Mobile Medical Museum

The Mobile Medical Museum in Mobile, Mobile County, houses more than 5,000 medical artifacts and documents related to local, national, and world medical history. Located in the Vincent-Doan-Walsh House (ca. 1827), one of the oldest surviving private residences in Mobile, the medical museum is one of few regional museums dedicated to the history of the practice of medicine.

Mobile Medical Museum Mobile physician Samuel Eichold II founded the museum in 1962 with a small collection of medical artifacts donated to him by Patricia Heustis Paterson, the daughter of renowned Mobile physician James Heustis (1828-1891). Eichold, also a prominent physician and lifelong resident of the city, taught at the University of South Alabama College of Medicine. The original collection that Paterson donated contained more than 100 medical artifacts, books, and documents from the eighteenth and nineteenth centuries. Over the years, the museum’s collection continued to grow, forcing it to move locations several times.

Samuel Eichold II In 1991, the museum was formally organized as a professional institution and formed a board of directors that largely consists of medical professionals and academics. The nonprofit museum moved into the historic Vincent-Doan-Walsh House on the campus of the University of South Alabama Children’s and Women’s Hospital in 2004. The raised cottage-style house has a brick first story with brick pillars that support a wooden second-story porch. It was built in 1827 as the summer home of Capt. Benjamin Vincent, a wealthy seaman from Pennsylvania, and has undergone several renovations over the course of its existence. Various people owned the home until it was purchased and restored by the Doan family who later sold it to the University of South Alabama in 1991. The house was documented by the Historic American Buildings Survey in 1937 and listed as a contributing property to the Old Dauphin Way Historic District established in 1984 by the National Register of Historic Places.

Iron Lung The museum aims to preserve and exhibit medical artifacts and archival resources and to commemorate Mobile’s prominent place in the history of medical education and public health in the state of Alabama and the Gulf Coast. Exhibits and research materials are intended to inform the public about the evolution of the art and science of health care.
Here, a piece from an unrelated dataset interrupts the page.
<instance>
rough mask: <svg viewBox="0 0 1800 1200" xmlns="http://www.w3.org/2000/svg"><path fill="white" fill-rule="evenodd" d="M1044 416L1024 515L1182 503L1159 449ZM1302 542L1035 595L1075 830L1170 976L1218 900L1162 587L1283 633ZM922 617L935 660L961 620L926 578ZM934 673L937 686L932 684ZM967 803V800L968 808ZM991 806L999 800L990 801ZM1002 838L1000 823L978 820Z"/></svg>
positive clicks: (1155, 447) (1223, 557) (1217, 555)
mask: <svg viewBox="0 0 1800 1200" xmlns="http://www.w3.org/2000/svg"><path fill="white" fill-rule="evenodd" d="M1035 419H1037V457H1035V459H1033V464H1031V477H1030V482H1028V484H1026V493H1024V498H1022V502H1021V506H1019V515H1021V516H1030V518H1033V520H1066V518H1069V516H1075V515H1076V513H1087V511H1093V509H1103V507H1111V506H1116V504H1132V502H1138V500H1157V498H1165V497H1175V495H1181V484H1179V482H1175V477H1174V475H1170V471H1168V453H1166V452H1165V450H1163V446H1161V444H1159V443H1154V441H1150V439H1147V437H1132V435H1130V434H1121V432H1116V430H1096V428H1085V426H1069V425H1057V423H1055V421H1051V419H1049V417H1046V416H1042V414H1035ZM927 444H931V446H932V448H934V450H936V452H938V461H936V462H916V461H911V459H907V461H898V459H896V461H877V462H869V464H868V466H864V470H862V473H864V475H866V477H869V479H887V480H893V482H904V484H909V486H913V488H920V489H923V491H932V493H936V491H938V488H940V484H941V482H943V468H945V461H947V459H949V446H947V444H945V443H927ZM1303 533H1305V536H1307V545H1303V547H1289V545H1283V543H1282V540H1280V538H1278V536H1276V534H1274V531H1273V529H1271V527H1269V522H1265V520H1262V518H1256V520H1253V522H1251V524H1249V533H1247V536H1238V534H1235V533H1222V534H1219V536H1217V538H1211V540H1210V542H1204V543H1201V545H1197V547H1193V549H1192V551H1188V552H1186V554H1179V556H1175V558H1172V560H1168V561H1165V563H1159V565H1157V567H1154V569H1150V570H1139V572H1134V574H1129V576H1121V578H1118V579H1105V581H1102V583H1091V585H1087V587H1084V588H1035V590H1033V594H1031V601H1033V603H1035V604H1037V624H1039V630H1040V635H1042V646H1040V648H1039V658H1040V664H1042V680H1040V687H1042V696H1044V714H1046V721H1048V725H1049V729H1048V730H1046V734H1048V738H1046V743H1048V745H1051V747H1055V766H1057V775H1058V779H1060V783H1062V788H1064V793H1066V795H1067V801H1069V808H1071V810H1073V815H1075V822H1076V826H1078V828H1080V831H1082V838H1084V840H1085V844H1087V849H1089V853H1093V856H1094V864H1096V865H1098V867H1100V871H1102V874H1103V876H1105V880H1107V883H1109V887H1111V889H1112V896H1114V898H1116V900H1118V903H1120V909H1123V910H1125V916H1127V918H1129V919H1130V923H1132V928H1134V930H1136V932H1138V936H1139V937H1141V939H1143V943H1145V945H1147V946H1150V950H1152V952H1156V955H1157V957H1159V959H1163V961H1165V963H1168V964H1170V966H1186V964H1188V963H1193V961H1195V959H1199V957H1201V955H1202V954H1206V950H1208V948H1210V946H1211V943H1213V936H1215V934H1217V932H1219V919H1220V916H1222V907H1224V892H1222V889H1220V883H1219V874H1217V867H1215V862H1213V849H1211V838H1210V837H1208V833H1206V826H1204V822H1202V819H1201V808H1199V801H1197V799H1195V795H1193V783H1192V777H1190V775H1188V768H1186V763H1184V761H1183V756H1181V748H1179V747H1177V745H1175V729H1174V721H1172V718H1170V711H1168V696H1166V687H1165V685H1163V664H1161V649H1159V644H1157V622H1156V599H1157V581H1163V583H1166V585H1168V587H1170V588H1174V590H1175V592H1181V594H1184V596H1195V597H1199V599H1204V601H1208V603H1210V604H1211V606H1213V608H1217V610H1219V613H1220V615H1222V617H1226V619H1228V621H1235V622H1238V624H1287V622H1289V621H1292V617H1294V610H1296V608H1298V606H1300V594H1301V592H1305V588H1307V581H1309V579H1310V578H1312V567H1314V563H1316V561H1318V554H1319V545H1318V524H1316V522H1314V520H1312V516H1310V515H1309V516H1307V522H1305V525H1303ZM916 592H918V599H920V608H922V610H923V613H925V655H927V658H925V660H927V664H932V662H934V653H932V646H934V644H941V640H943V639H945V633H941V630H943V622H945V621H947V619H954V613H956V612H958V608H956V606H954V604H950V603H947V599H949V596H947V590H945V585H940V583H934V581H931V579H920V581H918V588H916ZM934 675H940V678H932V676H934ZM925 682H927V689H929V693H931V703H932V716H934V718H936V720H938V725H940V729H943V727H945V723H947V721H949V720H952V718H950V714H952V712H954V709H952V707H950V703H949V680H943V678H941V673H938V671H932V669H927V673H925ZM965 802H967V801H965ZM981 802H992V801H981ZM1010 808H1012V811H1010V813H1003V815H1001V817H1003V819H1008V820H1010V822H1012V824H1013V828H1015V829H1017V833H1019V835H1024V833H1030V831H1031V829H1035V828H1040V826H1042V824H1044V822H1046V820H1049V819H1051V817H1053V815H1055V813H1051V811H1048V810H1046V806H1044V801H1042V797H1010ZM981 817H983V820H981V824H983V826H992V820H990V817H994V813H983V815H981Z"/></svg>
It also partners with public and private educational institutions and organizations, such as the Gulf Coast Exploreum Science Center and the Mobile Urban Growers, to promote the role healthcare has played in the intellectual and cultural development of the city.
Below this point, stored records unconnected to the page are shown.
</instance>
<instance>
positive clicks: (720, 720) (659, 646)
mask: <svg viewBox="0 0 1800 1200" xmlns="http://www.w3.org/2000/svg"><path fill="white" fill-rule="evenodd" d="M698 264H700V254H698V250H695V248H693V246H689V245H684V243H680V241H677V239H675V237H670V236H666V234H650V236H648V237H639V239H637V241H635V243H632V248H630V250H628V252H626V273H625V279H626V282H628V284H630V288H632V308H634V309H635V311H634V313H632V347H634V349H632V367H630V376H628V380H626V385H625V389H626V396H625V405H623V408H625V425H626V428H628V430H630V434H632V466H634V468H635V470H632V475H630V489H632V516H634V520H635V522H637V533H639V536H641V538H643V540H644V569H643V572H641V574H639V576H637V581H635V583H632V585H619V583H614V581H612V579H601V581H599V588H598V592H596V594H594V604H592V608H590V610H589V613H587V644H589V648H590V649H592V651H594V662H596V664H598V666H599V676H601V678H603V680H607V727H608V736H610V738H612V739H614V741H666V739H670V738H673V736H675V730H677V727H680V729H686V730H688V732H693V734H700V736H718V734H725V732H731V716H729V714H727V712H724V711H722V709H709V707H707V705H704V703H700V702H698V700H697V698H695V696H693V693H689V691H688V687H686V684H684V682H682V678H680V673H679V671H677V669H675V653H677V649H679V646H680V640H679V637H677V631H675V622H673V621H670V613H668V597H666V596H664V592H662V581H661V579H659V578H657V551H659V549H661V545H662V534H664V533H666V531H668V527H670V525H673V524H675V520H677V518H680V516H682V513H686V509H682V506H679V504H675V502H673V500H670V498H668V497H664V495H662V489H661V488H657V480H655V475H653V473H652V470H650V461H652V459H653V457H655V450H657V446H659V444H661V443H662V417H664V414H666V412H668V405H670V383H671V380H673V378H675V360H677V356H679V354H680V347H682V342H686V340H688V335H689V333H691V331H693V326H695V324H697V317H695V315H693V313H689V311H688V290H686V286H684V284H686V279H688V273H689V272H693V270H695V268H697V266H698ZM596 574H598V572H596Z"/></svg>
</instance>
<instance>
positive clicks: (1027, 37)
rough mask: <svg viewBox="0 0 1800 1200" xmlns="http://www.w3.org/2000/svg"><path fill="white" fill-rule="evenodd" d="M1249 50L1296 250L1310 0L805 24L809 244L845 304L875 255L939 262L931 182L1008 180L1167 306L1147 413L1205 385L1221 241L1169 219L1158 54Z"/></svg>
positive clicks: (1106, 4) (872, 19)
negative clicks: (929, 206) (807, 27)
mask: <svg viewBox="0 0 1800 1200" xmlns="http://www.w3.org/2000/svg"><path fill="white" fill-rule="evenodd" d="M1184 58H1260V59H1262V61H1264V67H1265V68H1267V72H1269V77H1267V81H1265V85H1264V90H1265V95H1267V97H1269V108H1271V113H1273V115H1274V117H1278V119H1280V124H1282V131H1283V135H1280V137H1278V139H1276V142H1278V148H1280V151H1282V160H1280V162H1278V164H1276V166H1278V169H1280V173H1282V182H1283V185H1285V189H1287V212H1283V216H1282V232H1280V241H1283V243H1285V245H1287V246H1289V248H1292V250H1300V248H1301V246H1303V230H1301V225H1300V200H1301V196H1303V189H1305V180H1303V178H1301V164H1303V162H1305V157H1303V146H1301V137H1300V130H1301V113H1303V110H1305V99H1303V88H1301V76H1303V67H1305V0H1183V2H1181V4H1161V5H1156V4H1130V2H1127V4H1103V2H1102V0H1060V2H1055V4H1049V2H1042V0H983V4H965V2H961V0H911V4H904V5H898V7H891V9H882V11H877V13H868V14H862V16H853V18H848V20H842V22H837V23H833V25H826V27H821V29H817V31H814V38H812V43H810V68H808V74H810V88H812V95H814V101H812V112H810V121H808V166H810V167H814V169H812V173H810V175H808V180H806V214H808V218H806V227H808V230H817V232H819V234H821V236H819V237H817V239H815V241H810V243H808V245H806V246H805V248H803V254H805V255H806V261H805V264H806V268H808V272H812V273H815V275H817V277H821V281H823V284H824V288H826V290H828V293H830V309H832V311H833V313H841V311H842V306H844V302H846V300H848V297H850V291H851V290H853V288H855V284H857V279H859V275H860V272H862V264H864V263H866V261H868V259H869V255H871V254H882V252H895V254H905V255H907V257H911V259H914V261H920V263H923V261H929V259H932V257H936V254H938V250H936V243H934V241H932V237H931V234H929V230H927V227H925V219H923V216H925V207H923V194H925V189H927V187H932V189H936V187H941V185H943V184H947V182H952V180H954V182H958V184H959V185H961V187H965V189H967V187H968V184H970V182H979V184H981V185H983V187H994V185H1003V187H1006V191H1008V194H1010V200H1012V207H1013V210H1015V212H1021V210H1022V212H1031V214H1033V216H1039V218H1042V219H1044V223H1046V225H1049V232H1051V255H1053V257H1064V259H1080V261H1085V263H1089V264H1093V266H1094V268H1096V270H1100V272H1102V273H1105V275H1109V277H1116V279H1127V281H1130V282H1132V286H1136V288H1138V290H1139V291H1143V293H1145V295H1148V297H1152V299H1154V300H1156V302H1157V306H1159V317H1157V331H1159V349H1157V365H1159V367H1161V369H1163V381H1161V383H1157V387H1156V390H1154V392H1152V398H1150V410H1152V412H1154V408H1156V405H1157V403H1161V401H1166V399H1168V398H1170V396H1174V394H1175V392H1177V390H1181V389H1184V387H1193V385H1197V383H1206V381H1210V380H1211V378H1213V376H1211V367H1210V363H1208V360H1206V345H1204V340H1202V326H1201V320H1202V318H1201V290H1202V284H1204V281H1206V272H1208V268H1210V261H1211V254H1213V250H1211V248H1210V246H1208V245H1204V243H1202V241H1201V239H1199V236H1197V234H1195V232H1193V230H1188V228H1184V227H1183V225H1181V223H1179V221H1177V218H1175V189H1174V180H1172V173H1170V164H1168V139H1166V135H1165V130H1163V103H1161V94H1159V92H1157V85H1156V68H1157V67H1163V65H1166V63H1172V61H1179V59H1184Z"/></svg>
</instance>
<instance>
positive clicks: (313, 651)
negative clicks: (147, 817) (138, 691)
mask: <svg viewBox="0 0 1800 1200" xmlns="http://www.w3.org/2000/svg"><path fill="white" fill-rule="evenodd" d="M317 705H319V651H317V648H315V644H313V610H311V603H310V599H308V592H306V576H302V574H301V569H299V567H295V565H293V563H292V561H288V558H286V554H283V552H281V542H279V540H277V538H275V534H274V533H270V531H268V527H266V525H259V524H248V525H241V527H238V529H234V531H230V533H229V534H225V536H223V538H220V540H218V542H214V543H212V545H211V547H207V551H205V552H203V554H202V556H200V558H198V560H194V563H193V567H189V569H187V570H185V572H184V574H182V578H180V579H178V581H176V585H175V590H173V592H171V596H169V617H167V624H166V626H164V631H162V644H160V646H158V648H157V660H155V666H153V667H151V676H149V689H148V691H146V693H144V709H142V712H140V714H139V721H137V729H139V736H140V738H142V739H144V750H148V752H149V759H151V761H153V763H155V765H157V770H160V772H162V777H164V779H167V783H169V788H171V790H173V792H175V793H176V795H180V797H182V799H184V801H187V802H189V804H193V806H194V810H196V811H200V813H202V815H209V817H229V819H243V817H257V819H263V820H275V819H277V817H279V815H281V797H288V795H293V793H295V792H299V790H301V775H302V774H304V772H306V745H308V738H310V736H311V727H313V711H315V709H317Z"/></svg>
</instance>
1930s Doctor’s Office The museum’s collection now houses more than 5,000 items, including artifacts, documents, and books. Its document collection spans the past 300 years. Within the J. L. Bedsole Archives and Ben May Library are more than 50 cubic feet of letters, doctor’s registers, photographs, and rare books. Permanent exhibits focus on the history of medicine in Mobile, the history of the Medical College of Alabama, and polio, the exhibit for which features an Emerson-model iron lung from the 1930s. Special exhibits, which rotate annually and seasonally, have ranged from perspectives on war and medicine to the history of particular medical fields such as optometry. Material collections include pre-Civil War anatomical models, Civil War-era medical instruments, a variety of medical devices, examples of x-ray equipment, and others. Outside, the Robert Thrower Medicinal Garden focuses on expanding the public’s knowledge about non-traditional and herbal medical practices. The garden was named for the late Poarch Creek historic preservation officer and ethnobotanist who died in 2017.
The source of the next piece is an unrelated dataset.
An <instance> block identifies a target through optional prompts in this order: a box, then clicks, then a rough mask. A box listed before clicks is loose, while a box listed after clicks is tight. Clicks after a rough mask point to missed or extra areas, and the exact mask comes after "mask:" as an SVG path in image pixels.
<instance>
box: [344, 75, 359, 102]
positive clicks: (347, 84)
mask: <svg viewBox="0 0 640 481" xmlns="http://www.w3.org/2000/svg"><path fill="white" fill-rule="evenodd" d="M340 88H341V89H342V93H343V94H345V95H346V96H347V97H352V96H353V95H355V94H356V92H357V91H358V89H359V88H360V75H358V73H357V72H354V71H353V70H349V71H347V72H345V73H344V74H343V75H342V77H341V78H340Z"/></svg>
Eichold Gallery The museum sponsors events such as book talks and guest speakers. Visitors may become members of the museum, with fees directly benefitting the site. It is located at 1664 Springhill Ave. Operating hours are Tuesday, Wednesday, and Friday from 10:00 a.m. to 4:00 p.m., Thursdays from 10:00 a.m. to 6:00 p.m., and the first Saturday of every month from 1:00 p.m. until 3:00 p.m. Guests are encouraged to make an appointment if interested in touring the location due to limited staffing; there are admission fees.

Nearby are the Hank Aaron Childhood Home and Museum, the Bragg-Mitchell Mansion, Historic Oakleigh Mansion, the William and Emily Hearin Mobile Carnival Museum, the History Museum of Mobile, Fort Condé, the Condé-Charlotte House and Museum, the Richards-DAR House Museum, and the University of South Alabama Archaeology Museum.